The Missing Half: UN Warns of Urgent Need for More Women’s Representation in Media

The Missing Half: UN Warns of Urgent Need for More Women’s Representation in Media

By African View Reporter | September 5, 2025

Women make up half of the world’s population and yet their voices and stories account for just 26% of media coverage worldwide. That stark reality was revealed in the latest Global Media Monitoring Project (GMMP) report, the world’s largest study on gender representation in news, released this week with UN backing.

“When women are missing, democracy is incomplete,” said Kirsi Madi, Assistant Secretary-General of the UN and Deputy Executive Director of UN Women.

The study shows that while women continue to lead grassroots organizations, champion education, and drive resilience across communities in Africa, Asia, and beyond, their contributions are often overlooked or misrepresented.
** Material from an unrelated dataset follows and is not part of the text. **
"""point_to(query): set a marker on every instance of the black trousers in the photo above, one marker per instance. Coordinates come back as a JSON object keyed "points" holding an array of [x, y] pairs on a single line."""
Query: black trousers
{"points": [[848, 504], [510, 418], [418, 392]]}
The report states that too often, media narratives frame women only as victims, erasing their leadership and ignoring their role as problem-solvers in peace, development, and social progress.

The report expressed its concern on the near absence of gender-based violence (GBV) in mainstream coverage. The report stressed that: -

🔴 Fewer than 2 in 100 stories globally highlight the abuse endured by millions of women.
🔴 Stories that do make headlines often rely on victim-blaming stereotypes, portraying GBV as isolated incidents instead of a systemic issue.

This not only distorts reality but also influences public perception, leaving policymakers and societies without a full picture of the crisis.

Representation is even more limited for women from minority groups: racial, ethnic, or religious. Only 6% of people featured in news coverage globally come from such groups, and of them, just 38% are women.

In practice, this means the chance of a woman in the news being from a minority community is less than 1 in 10.

Despite the slow pace of change, there are rays of hope. Digital media is helping close the gap:

  • Female online reporters rose from 25% in 2015 to 42% in 2020.
  • Campaigns like HeForShe are challenging stereotypes and amplifying women’s voices.

But as UN Women stressed, little to no progress has been made in three decades of tracking representation. With the UN’s 80th General Assembly on the horizon, the urgency to place gender parity at the center of media and policy conversations is more pressing than ever.

Why It Matters for Africa

For Africa, home to some of the most dynamic women leaders, entrepreneurs, journalists, and activists, the report is a wake-up call. Ensuring women’s stories are told fairly and fully is not only a question of justice but also a foundation for a stronger democracy, deeper economic growth, and lasting peace.

Because when women are silenced, half the story is missing.